Business News of Monday, 2 October 2023

Source: Bloomberg

Soaring sugar prices hit African nations the hardest

Disappointing harvests from some of the world’s biggest producers have hiked wholesale prices Disappointing harvests from some of the world’s biggest producers have hiked wholesale prices

Skyrocketing sugar prices are hitting some of Africa’s poorest nations particularly hard, forcing families and restaurants to forgo use of the ingredient that is core to local diets.

Disappointing harvests from some of the world’s biggest producers have pushed wholesale prices near the highest in more than 12 years in September. While that’s adding to unrelenting inflation pressures across the globe, African nations are particularly vulnerable amid a heavy reliance on sugar imports and a shortage of US dollars.
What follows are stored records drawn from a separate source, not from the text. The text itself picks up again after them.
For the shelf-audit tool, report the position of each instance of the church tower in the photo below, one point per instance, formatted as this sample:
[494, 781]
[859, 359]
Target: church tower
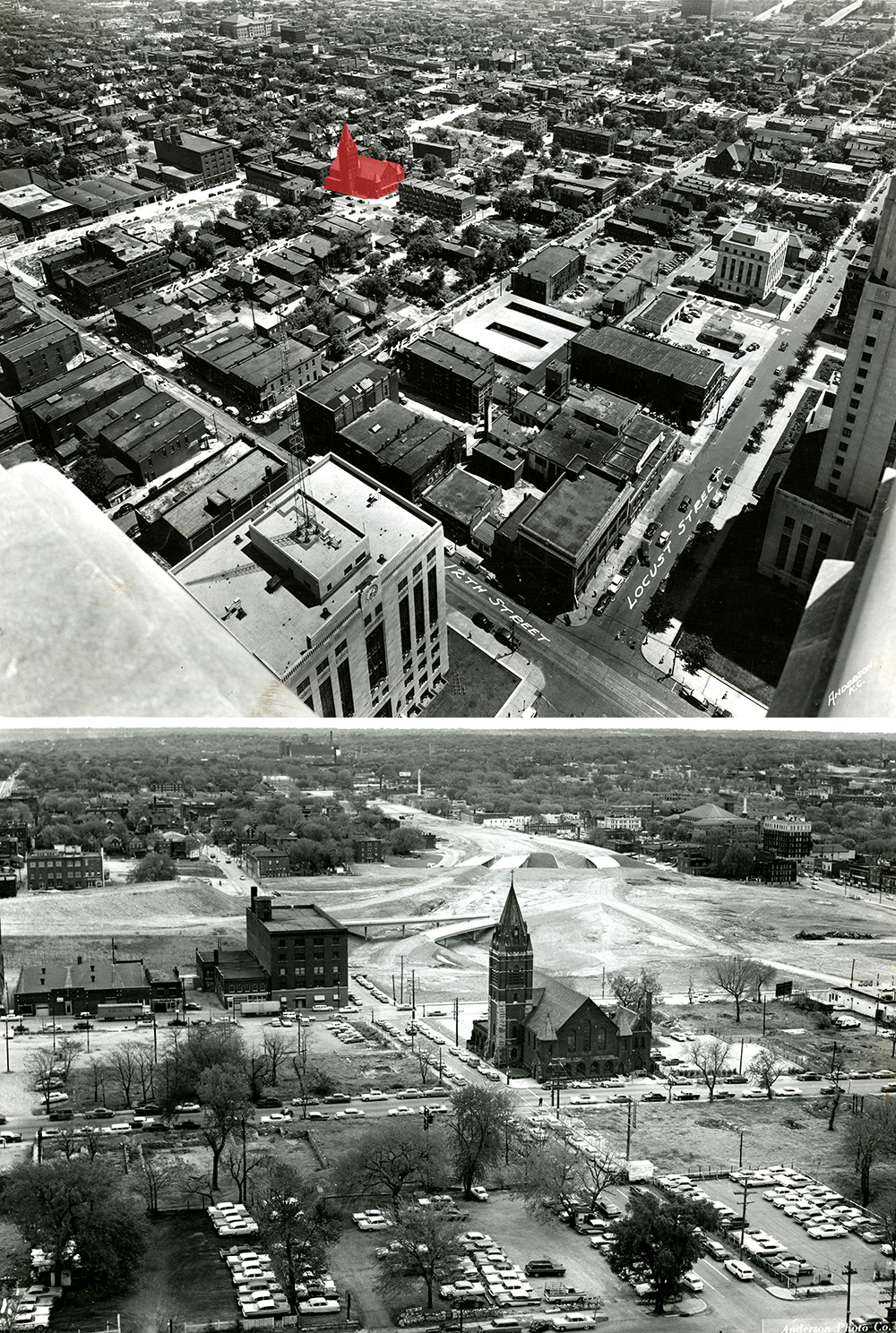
[510, 984]
[347, 158]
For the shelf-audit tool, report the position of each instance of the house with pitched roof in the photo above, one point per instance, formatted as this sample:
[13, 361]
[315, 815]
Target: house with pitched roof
[552, 1029]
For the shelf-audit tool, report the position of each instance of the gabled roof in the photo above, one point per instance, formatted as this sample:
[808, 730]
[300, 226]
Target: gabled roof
[552, 1007]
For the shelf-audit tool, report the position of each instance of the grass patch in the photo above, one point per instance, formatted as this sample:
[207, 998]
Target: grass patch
[751, 620]
[478, 685]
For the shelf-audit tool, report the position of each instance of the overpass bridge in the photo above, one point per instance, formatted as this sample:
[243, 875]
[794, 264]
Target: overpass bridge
[447, 924]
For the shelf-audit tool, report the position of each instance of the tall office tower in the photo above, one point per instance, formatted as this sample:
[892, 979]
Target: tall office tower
[823, 499]
[338, 585]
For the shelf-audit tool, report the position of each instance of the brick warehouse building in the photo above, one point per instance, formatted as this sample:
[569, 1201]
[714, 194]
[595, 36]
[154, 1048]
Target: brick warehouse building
[551, 1029]
[297, 953]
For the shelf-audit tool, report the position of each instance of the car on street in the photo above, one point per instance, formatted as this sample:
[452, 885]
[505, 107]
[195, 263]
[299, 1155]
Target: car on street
[544, 1268]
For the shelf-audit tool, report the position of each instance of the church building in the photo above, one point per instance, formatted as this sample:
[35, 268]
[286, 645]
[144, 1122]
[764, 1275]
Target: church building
[552, 1029]
[362, 177]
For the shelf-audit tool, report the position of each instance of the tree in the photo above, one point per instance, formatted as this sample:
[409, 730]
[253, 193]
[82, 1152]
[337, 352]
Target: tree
[658, 616]
[40, 1070]
[737, 977]
[152, 868]
[90, 476]
[424, 1245]
[247, 207]
[478, 1130]
[633, 992]
[552, 1174]
[708, 1054]
[297, 1224]
[872, 1136]
[388, 1158]
[67, 1052]
[68, 167]
[765, 1070]
[276, 1048]
[122, 1067]
[223, 1092]
[339, 347]
[695, 656]
[204, 250]
[79, 1205]
[426, 1059]
[659, 1240]
[868, 231]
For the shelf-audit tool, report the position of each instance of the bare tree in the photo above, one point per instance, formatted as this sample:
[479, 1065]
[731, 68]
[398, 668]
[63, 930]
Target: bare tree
[426, 1059]
[67, 1052]
[158, 1171]
[424, 1245]
[708, 1054]
[98, 1072]
[633, 992]
[765, 1070]
[276, 1048]
[224, 1093]
[40, 1068]
[122, 1067]
[388, 1158]
[872, 1136]
[552, 1174]
[737, 977]
[242, 1165]
[145, 1068]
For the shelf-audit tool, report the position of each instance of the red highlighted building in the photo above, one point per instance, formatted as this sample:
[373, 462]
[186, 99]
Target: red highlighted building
[363, 177]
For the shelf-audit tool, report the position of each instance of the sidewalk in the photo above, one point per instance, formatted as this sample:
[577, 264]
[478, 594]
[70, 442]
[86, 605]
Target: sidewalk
[531, 679]
[658, 652]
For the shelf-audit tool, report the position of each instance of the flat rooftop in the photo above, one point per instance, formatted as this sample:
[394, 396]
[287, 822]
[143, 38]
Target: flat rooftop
[302, 916]
[675, 363]
[352, 377]
[278, 622]
[521, 333]
[573, 508]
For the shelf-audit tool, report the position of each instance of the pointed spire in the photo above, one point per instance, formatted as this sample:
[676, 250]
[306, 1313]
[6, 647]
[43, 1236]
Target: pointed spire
[511, 929]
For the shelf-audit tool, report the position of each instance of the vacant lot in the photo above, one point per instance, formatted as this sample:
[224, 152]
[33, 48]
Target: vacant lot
[182, 1278]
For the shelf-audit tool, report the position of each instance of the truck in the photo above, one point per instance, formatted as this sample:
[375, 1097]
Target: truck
[250, 1007]
[120, 1012]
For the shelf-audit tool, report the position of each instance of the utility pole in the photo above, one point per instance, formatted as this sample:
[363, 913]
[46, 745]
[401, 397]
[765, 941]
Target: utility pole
[849, 1272]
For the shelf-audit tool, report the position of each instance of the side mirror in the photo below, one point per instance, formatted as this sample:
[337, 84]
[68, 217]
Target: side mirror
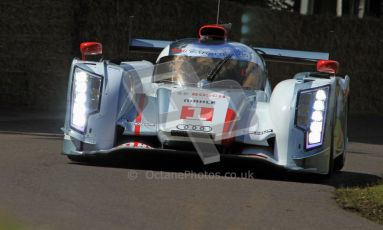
[328, 66]
[90, 48]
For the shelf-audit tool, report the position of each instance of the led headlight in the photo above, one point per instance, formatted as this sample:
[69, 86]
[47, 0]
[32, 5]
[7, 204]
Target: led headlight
[311, 115]
[86, 91]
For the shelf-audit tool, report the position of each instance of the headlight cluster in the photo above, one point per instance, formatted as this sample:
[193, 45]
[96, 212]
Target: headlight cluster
[311, 115]
[86, 91]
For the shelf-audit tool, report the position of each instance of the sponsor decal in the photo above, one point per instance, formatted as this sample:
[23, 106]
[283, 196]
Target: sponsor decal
[197, 113]
[209, 95]
[197, 128]
[147, 124]
[263, 132]
[135, 144]
[197, 101]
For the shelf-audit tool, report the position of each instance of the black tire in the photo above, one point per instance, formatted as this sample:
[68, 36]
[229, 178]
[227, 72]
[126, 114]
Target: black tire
[341, 159]
[78, 159]
[339, 162]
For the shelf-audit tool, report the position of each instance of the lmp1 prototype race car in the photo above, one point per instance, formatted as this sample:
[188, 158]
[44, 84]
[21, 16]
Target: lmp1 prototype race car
[212, 97]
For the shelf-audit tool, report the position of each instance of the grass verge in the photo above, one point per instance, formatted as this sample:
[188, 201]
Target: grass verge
[367, 201]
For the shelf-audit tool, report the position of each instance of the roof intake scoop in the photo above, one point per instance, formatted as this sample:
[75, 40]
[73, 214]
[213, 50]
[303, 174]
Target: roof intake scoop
[213, 32]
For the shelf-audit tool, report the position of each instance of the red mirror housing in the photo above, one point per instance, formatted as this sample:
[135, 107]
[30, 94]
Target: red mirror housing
[90, 48]
[328, 66]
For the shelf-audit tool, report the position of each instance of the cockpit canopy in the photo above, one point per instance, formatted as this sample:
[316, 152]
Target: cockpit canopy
[190, 61]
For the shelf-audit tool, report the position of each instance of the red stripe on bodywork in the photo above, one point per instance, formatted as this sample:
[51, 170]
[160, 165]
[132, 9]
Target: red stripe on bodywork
[137, 128]
[230, 117]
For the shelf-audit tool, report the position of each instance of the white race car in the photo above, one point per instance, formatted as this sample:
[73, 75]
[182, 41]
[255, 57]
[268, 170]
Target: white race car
[212, 97]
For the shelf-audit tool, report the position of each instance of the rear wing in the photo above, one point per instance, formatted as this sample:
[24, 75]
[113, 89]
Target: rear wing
[270, 55]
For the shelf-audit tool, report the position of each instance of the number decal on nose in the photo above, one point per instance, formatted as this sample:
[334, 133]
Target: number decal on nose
[197, 113]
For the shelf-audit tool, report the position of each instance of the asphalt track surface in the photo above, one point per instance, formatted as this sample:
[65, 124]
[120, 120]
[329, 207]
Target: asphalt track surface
[43, 190]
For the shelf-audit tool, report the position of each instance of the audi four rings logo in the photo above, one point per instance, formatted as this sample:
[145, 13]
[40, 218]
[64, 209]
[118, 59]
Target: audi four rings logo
[198, 128]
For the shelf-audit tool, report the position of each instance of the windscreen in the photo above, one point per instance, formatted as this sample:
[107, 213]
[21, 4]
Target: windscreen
[183, 70]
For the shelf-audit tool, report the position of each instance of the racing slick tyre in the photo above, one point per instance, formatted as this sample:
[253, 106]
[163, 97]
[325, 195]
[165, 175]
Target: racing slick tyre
[340, 160]
[78, 159]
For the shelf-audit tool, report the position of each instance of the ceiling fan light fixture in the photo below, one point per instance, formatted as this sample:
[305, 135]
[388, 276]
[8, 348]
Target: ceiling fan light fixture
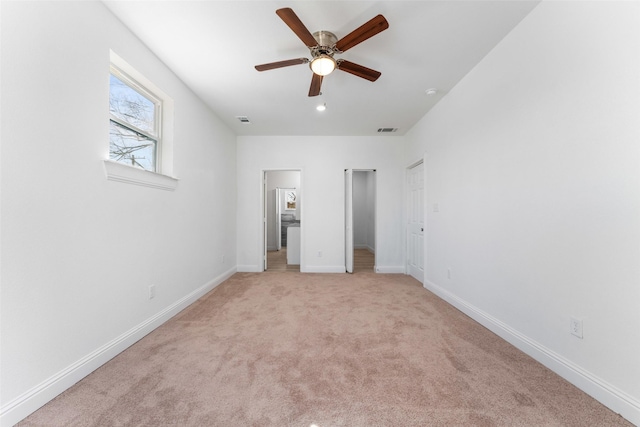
[323, 65]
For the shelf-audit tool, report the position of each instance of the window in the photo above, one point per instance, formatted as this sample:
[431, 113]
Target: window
[134, 123]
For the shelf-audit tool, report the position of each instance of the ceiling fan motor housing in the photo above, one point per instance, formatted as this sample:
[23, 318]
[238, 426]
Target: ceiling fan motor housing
[326, 43]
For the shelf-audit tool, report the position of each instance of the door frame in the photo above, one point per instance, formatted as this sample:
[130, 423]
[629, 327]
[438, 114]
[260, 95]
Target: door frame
[422, 161]
[350, 225]
[262, 267]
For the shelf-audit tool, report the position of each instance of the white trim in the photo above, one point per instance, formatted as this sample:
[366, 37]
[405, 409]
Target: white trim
[131, 175]
[164, 151]
[607, 394]
[249, 269]
[323, 269]
[390, 269]
[31, 400]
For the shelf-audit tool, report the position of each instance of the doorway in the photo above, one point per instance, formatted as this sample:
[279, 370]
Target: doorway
[415, 221]
[360, 220]
[282, 220]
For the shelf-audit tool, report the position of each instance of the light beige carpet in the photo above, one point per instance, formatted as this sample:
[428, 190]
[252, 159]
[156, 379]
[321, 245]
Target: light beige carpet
[292, 349]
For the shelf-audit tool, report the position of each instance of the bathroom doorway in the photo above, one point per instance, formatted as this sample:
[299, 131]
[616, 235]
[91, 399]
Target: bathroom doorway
[360, 220]
[282, 220]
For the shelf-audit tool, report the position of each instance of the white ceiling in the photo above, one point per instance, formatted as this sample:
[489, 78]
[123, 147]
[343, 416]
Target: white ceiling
[214, 45]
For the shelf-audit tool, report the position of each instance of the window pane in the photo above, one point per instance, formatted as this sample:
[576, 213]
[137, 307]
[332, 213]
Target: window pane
[130, 106]
[131, 148]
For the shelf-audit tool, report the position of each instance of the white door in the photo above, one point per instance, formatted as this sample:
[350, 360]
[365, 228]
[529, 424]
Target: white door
[348, 219]
[415, 222]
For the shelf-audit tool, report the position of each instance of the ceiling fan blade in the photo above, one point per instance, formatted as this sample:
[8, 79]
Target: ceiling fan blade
[358, 70]
[280, 64]
[291, 19]
[362, 33]
[316, 83]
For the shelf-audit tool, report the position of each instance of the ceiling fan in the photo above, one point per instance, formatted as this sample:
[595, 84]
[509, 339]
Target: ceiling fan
[323, 45]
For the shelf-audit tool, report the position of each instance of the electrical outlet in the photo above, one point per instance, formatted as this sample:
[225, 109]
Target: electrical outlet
[575, 327]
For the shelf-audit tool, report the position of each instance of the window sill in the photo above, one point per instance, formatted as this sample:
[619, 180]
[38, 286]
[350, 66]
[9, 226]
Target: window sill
[130, 175]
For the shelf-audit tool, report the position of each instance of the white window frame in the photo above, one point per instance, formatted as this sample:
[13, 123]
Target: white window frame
[156, 134]
[163, 177]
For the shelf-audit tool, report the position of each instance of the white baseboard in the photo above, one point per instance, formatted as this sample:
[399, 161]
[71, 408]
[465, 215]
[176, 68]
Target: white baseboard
[249, 269]
[607, 394]
[390, 269]
[30, 401]
[323, 269]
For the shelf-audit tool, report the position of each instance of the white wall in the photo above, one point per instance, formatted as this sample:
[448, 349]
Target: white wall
[533, 160]
[78, 251]
[322, 161]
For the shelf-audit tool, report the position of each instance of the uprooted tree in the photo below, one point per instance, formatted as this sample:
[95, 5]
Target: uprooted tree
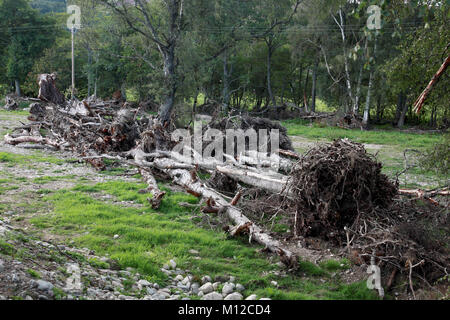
[335, 192]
Consumers in Rwanda, Uganda, Kenya and Tanzania are paying some of the highest prices for sugar in decades, made worse by tariffs on imports, according to data by Nairobi-based commodities research group Kulea. With energy prices also elevated and unemployment rising, the surging costs are causing headaches for families trying to feed themselves.

“The pain of higher prices isn’t being felt equally across the region — it’s falling most on poorer countries,” said Kulea’s head of research Willis Agwingi.

The staple ingredient forms an important part of local food customs, and is also used in the pastries and sweets that surround Muslim celebrations. For many African households, “sugar remains one of the most affordable sources of calories,” according to Kona Haque, head of commodities research at ED&F Man.

But surging prices are forcing consumers to spend less on soft drinks and forgo sugar that’s typically added to chai and other beverages, Agwingi said. Companies are also cutting back on purchases due to lackluster demand.

“It’s been almost three months since I bought sugar for breakfast. We now consume rice in the mornings because the price of sugar can be used to purchase other condiments,” said Fatoumata Conde, a mother in Guinea, who used to put sugar in rice porridge and coffee.

The cost of making puff puff — a popular West African snack made of fried dough — has also soared, pushing some vendors to reduce the amount of sugar added to the spongy snack. A restaurant in Cameroon has switched serving tea and coffee with honey in a bid to reduce costs.

The combined raw sugar imports of the top four importing countries — Nigeria, Algeria, Morocco and Egypt — fell by 1% for the eight months through August compared to last year, and 8% from 2021 levels, according to preliminary data by Green Pool Commodity Specialists.

Key Market for Sugar

Commodity traders normally view the continent as a major driver for sugar demand. Africa has the highest rate of population growth among major areas, and its share of middle-income households is rising. However, only five countries manage to barely produce enough sugar to meet demand, making it an attractive export destination for other producers.

The cost of sugar varies by country depending on its refining capacity and the variety of sugar it imports, leaving some more exposed to price swings than others. For instance, North African nations like Algeria and Morocco typically consume more white sugar, and have more refiners compared to the rest of the continent, allowing them to import cheaper raw sugar in bulk and refine locally.

Sub-Saharan regions mainly import bags of brown sugar and low-quality whites, which are shipped at a higher cost than bulk.

Governments across the continent have scrambled to provide support. Kenyan policy makers opened a duty-free window to import sugar to plug the shortfall and tame prices. Ivory Coast has restricted exports of sugar until the end of December to ensure domestic supplies, and Ugandan officials are also facing pressure from manufacturers to lower import duties.

The problems are being exacerbated by the twin forces of a strengthening dollar and a shortage of the currency that’s used to price most raw materials including sugar. That’s diminished the ability of some countries to increase imports, according Haque from ED&F Man.

“Most countries used their dollar reserves to buy grains and fertilizers when prices were high in the aftermath of Russia’s invasion in Ukraine,” she said. “Now, some are struggling to ramp up sugar imports and drawing down stocks — but they’ll need to replenish at some point.”